According to ECMA-404, 1st edition / October 2013, a JSON text is a sequence
of Unicode code points. In particular, the code point sequence <0022,
DEAD, 0022> is a valid JSON text.

However, this code point sequence cannot be represented in UTF-8, UTF-16, or
UTF-32, as it is not a sequence of Unicode scalar values, and Unicode
encoding forms are only defined on Unicode scalar values.

As JSON is a text format designed to facilitate data interchange, this is a
bug that should be fixed.


If ECMA-404 defined JSON text (and JSON strings) as a sequence of Unicode scalar values it would work well.

Additional rules mandating specific support for unpaired surrogates (as 16-bit code units and as \uDxxx escapes) could be put in ECMAScript.


(In reply to comment #1)
> If ECMA-404 defined JSON text (and JSON strings) as a sequence of Unicode
> scalar values it would work well.
>
> Additional rules mandating specific support for unpaired surrogates (as 16-bit
> code units and as \uDxxx escapes) could be put in ECMAScript.

That would force ECMA=262 to define an extended JSON grammar and that is something we are trying to avoid.
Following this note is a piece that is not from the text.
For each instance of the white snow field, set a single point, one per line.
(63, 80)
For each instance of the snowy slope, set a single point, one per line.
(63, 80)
We want to be able to just reference the normative grammar in ECMA-404.

ECMAScript/JavaScript is far from being the only language that has a string data type that allows the encoding of unpaired surrogates. Embedded JSON parsers for those languages all have to deal with them, one way or another.

It's better for ECMA-404 to define this rather than each language doing its own thing.

Specifications such as 4627bis that define encodings used to transmit/interchange JSON texts are free to requiring the use of a subset of Unicode code points. For example only scalar values or at an extreme only ASCII values.

Basically, the ECMA=404 approach is to start with a more general specification of the JSON format with the expectation that other specification will specialize it with restrictions.


Comment 2 is quite astonishing to me.

I had thought that the idea of ECMA-404 was to have a useful, stable definition of JSON as it is used to interchange data. I thus expected that ECMA-404 would permit natural transmittal between senders and receivers that use different languages or toolsets.

If ECMA-404 has to be subsetted so that it can be reliably used for data exchange then why would it get any use outside of the ECMAScript community?